Research talk:Improving link coverage
The word "coverage" in the title made me think this was about red links (e.g. Filling red links with Wikidata). Do I understand correctly that you're only studying blue links? --Nemo 08:39, 30 December 2014 (UTC)
Some research questions would be more practically actionable than others without revolutions in the system. For instance, there are rules/habits, often applied via bots, whose efficacy is impossible to verify for editors and that, with serious data, could be changed and have articles updated in a relatively quick time.
- Linking (nearly) all dates and years: how many need those links?
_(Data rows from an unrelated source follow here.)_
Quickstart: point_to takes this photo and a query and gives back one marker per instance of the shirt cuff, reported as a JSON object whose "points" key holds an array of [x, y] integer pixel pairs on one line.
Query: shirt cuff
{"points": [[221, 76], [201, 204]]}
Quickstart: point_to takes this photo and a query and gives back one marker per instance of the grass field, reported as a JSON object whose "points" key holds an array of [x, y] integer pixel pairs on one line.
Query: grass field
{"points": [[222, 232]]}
- Not linking a page twice, even if it's a very obscure term last mentioned 100 KB above: how many would need more repeated links, and of what sort?
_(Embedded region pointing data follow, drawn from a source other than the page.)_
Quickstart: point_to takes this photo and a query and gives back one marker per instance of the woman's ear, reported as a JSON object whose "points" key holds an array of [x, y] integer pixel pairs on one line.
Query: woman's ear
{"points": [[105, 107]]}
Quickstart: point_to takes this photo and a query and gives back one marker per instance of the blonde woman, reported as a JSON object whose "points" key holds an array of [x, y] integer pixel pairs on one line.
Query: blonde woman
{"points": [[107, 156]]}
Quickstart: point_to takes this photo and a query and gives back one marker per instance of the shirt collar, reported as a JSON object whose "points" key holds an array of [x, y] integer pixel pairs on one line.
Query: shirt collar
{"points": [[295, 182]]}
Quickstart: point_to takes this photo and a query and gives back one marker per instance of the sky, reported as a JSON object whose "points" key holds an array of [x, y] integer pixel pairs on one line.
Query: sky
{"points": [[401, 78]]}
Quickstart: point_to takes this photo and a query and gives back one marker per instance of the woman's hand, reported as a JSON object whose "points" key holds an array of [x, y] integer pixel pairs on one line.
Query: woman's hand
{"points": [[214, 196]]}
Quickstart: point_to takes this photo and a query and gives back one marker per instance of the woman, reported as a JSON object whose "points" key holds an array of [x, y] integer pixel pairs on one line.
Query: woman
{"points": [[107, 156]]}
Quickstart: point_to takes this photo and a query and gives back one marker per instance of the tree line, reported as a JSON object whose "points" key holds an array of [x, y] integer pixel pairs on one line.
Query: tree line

But see below. --Nemo 08:39, 30 December 2014 (UTC)
How frequently a link was clicked is not indicative of its usefulness, so we lack an easy measure. The references provided don't look useful to answer the question, either. Surely there is past research on the topic? Ideally we'd need to measure:
- when a user clicked a link to A in article B, how often did they reach something they wanted;
- when a user clicked a link to A in segment C of article B, how often were they slowed down by neighbouring links;
- when a user went (or needed to go) to article C while reading article B, but didn't do so by clicking a link, how often C was not linked from B and in those cases how often it could have been?
Or something like that... No idea how one can guess such stuff. --Nemo 08:39, 30 December 2014 (UTC)
I would also be interested in a bibliography of studies for serendipity. Most scientific and corporate work revolves round semantic similarity: that's what all the search engines and advertising/ecommerce players in the world do, there is no need for us to join the mass. As  reminds us, the point of our wikis is serendipity (as in libraries, btw) and we must keep being that way, but there is little work being done in this area (cf. https://terra-incognita.co/). --Nemo 08:31, 31 December 2014 (UTC)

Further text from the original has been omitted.